The instant gratification of the organizational person often causes them to believe they have a much grander impact on history than what they possibly do. Yet, in a world where survival is typically more suited for those with strong social ties, than the opposite–it does motivate us with intellectual natures and socially responsible postures to consider more socially organized endeavors. Amongst the Afkan, it can be dangerous to leave particular historic considerations to oversight, however. The Cuban revolution, Castro’s revolution, is not the result of religious leaders on soapboxes or nationalistic zealots yelling with bull horns at passers by on the corner of busy thoroughfares. The story of social, economic, or/and political change is a litany of those organized for the purpose of taking change not simply for the sake of having organizations. As it stands, revolutions and revoltists are not defined by the books they read or the community organizations they are registered members of, but the sort of wars they are physically waging.

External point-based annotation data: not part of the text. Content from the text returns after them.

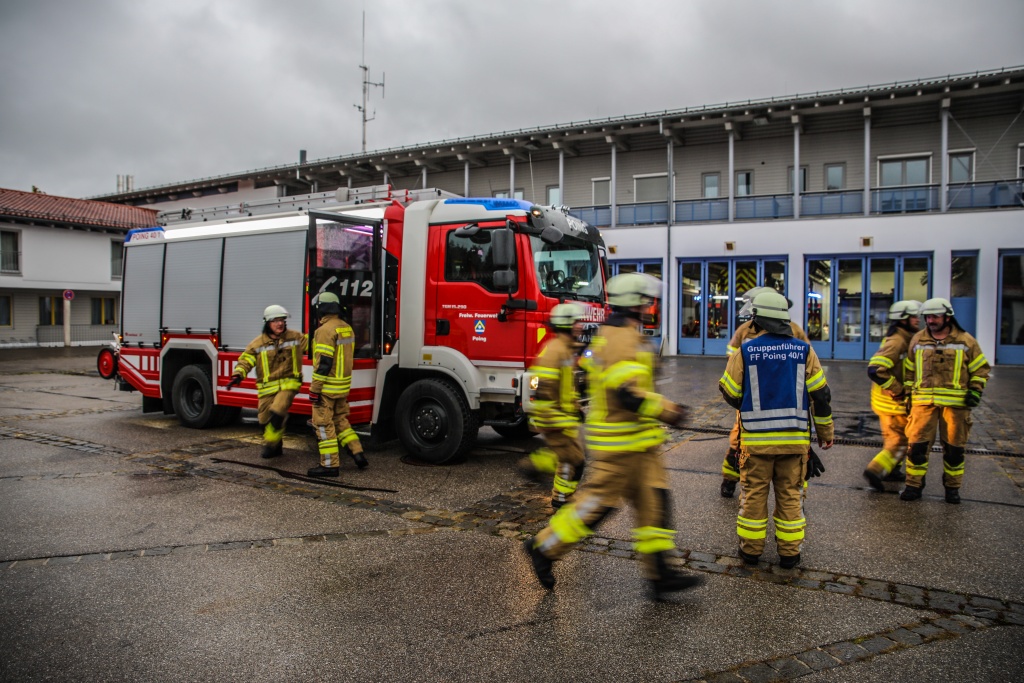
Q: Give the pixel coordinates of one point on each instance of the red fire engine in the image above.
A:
(448, 297)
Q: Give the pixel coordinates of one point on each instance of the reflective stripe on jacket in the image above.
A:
(278, 363)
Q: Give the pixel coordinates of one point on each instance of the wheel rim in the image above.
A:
(429, 422)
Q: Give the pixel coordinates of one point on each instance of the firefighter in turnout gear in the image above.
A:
(889, 393)
(772, 381)
(276, 355)
(624, 436)
(730, 465)
(333, 349)
(557, 406)
(947, 372)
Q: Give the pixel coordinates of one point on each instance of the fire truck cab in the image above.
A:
(449, 299)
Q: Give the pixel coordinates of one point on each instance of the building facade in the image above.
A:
(60, 263)
(845, 201)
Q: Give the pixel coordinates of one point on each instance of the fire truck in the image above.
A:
(448, 297)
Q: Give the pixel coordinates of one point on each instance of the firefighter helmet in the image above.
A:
(902, 310)
(273, 312)
(564, 315)
(770, 304)
(633, 289)
(936, 306)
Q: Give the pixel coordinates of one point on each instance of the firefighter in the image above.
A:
(557, 406)
(730, 465)
(276, 355)
(623, 434)
(773, 381)
(333, 348)
(947, 373)
(889, 393)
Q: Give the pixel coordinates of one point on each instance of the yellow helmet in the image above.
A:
(770, 304)
(566, 314)
(634, 289)
(902, 310)
(936, 306)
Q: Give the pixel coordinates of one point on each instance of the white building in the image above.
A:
(60, 261)
(905, 190)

What we have seen in the Twittersphere, or more accurately, what is dubbed,”Black Twitter” or “The Black Blogosphere” is an inability to recognize the difference between waging a conflict for permanent change, and preaching from pulpits. The sexiness of Twitter, and the interwebs in general is the sheer connection to masses of people at the click of a button. To be able to build an audience of “followers ” while riding Metro or in the middle of a meeting can be quite tasty. It is this precise belief that others will be attracted to one’s words simply by showing up that has caused so many to have the terms “expert”, “guru”, “coach”, or “CEO” in their bio’s. It is also why many volley for attention as the most “revolutionary”.
There is a cited difference from being amongst the people as one of the many and being around or having access to people as one of their superiors — as one having authority over them. There is typically no benefit gleaned from being one of the crowd other than being in the crowd. So, it obviously benefits the ambitious, or the solely egotistical, to use labels and presentations that create a space for others to promote them above them Selves in stature.
In the Black community where the embers of revolution have been flamed into gang signs and bean pie sales charts, revolutionary and activist rhetoric take on a religious appeal and corporate tone.
This is to say: if one can present them Selves in a way that speaks to armed struggle against oppressors, people will overlook the fact that that said one works for an oppressive corporate structure — whether US Bank or Viacom. IF one can command presence and be seen as such in a crowd, then others will overlook “backwards” logic, such as a person denouncing atheism as a western (white) idea practice yet tout the benefits bequeathed from stoic masculinity. People will accept a woman as a feminist even if she objectifies her Self exploiting her own body politic for the purpose of group male pretend rape.
The modern day revolutionary-speak manipulator is very much the cousin of the religious or cult leader. When questioned, they toss red herring or ad homenim with lofty arrogance that says more about their disdain for others than their desire to actually be of some service.